Well that was a glorious weekend, huh?
But it's back to work as the first contested Chinese Drywall case gets underway in New Orleans:
The trial is expected to last a week.
"This will be the first contested trial," said Steve Herman, an attorney representing the Hernandez family.
That leaves the Hernandez family standing in for the 2,100 others around the country involved in the litigation.

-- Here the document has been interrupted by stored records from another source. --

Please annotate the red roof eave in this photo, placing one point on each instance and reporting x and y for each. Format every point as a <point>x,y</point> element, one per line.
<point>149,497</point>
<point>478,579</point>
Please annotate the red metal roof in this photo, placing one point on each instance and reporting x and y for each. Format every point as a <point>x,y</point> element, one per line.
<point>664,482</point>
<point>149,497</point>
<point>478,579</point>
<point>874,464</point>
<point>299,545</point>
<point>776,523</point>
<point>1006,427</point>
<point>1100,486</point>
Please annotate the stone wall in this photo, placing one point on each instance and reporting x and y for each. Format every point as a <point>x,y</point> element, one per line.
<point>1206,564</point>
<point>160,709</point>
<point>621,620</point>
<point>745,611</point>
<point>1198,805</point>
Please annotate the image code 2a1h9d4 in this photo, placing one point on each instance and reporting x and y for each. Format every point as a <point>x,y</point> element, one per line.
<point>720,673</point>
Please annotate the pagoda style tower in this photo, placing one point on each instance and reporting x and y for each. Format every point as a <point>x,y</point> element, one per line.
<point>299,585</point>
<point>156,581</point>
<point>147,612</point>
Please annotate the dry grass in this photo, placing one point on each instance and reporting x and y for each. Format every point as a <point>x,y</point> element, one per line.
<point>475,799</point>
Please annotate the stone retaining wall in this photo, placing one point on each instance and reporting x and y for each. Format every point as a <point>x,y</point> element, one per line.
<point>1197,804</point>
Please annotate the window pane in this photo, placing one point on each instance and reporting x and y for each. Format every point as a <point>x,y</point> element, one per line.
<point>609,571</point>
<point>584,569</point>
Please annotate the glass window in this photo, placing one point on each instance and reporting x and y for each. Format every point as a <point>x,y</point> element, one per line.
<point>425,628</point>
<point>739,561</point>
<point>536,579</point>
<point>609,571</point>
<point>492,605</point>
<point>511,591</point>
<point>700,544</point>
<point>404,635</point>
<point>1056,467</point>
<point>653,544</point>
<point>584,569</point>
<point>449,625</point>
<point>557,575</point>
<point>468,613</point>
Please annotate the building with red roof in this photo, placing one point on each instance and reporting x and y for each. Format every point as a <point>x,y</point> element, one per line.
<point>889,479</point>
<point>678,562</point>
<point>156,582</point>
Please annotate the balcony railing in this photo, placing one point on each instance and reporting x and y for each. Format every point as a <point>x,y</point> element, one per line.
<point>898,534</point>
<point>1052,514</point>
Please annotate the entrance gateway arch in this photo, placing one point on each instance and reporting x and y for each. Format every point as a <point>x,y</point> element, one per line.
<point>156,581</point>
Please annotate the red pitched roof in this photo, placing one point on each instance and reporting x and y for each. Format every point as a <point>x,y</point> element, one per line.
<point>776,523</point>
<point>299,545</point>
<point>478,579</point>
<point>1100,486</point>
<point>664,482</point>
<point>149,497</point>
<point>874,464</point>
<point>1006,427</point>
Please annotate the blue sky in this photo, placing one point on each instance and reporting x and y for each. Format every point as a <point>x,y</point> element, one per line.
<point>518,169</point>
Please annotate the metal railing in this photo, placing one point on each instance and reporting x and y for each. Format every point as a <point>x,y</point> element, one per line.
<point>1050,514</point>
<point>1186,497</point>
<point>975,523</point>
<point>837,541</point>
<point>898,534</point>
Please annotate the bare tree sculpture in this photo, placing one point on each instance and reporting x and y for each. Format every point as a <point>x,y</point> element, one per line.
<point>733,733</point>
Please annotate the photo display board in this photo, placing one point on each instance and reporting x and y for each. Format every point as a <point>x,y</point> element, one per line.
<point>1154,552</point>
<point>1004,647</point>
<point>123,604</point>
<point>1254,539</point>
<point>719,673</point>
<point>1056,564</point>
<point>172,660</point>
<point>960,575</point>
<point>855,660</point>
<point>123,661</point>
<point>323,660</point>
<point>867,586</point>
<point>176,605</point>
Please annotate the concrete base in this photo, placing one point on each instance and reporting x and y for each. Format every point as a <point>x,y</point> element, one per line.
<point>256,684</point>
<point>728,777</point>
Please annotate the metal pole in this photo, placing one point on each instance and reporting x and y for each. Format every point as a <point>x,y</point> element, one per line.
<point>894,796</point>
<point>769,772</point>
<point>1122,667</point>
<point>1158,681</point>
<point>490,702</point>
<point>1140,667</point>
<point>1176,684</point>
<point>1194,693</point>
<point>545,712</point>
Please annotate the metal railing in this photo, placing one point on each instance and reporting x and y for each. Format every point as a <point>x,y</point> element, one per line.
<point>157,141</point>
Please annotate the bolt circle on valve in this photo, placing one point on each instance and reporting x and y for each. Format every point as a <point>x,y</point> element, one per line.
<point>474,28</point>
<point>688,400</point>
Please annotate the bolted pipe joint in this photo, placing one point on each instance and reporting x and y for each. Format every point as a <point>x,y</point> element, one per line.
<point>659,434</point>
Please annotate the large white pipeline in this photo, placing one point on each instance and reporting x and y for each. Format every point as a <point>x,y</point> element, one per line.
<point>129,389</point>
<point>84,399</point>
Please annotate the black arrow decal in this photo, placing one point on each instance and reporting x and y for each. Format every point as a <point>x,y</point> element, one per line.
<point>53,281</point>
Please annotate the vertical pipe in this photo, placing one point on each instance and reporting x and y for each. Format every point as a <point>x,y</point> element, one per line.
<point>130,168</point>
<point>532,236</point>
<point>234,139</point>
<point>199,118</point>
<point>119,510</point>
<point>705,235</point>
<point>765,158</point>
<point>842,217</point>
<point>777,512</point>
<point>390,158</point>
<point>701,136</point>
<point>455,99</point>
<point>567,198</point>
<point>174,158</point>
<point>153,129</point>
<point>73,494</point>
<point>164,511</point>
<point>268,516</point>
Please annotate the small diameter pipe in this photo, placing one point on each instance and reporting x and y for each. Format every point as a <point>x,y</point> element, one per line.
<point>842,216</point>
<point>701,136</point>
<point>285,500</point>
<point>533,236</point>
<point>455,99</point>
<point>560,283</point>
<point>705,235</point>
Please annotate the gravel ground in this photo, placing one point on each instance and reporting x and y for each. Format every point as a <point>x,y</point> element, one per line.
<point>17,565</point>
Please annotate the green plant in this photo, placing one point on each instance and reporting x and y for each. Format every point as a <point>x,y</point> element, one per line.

Big court cases involving lots of parties often use "test trials" or "bellwether trials" to try to work through the issues without trying every individual case.
While the Hernandez case doesn't have any direct legal influence on the other cases, what the court decides about what needs to be done to fix the Hernandez home and how much it will cost to make those repairs could help establish values that will guide settlement discussions in the rest of the cases.
"Their significance is magnified because there are so many similar cases with common elements," Herman said of test cases. "It's something that facilitates settlement, because it gives the parties and the court guidance on what the cases are worth."
In other MDL news, Julie Kay reports on Judge King's denial of several motions to dismiss in the checking overdraft cases:
“It’s a really important decision because these banks fought long and hard to get this knocked out at the dismissal stage,” said Bobby Gilbert, a partner at Alters Boldt Brown Rash Culmo in Miami and co-lead counsel on the case with Bruce Rogow, “The entire order is a major step forward for us ... allowing us to proceed to the discovery stage.”I posted the order above.
Miami attorney Barry Davidson of Hunton & Williams, who represents Wachovia, declined comment, as did Aaron Schur of Aaron & Porter in San Francisco, who represents Bank of America.
Hey, that's weird -- I just wrote an entirely snark-free post!